By Josephine Isaac
The Nigeria Export Processing Zones Authority (NEPZA) and the Federal Inland Revenue Service (FIRS) have agreed to adjust some sections of the recently signed Memorandum of Understanding (MoU) on the efficient management of the free trade zones tax system in order to accommodate salient concerns of the stakeholders.
Recall that the agencies on June 7 signed the tax pact to reconcile all grey areas in the administration on issues bordering tax deductions from free zones and enterprises operating in the zones respectively.
The agreement to adjust the MoU was reached on Wednesday during a roundatable where the document was formally presented to the stakeholders in Lagos.
A cross section of the Stakeholders had raised concerns on some sections of the guidelines as according to them, those sections contravened some provisions of the NEPZA Act for operators in the free zones.
Prof. Adesoji Adesugba, the Managing Director, NEPZA, explained that the event was to make adjustments where necessary on how the FIRS and NEPZA would treat tax issues relating to business interactions within the free trade zone ecosystem.
He noted that section 5 of the MoU had given parties the leverage to call for the amendment of the tax guidelines when necessary.
“The Authority’s recent diplomatic advances with sisters agencies, especially, the FIRS can only be described as a game changer. We now see ourselves as partners in progress.

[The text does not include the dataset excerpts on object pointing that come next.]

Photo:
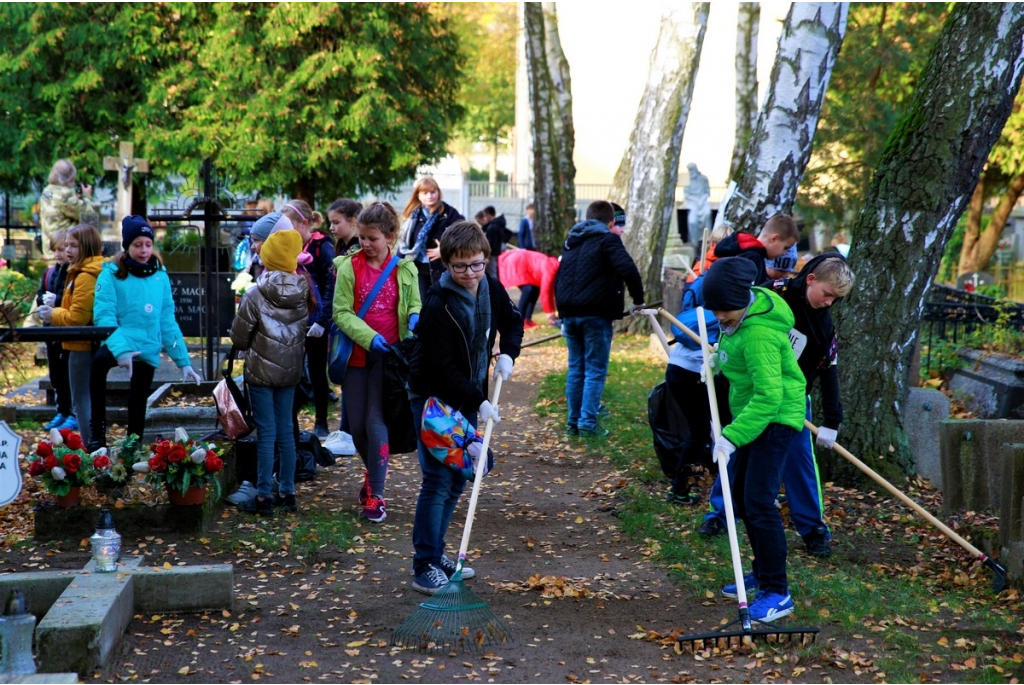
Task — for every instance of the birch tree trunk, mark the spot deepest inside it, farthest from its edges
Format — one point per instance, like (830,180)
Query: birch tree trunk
(780,146)
(551,103)
(925,178)
(647,174)
(748,26)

“We have always insisted that the free trade zone scheme must be allowed to succeed as that truly remains a potent economic instrument for widespread growth and development.
“Therefore, we have agreed to adjust the tax pact to capture some of the salient concerns of the stakeholders.
“The Authority will not sheer away from protecting the scheme and those who have invested billions of dollars in the scheme. We are delighted that the FIRS has become our advocate in this regard.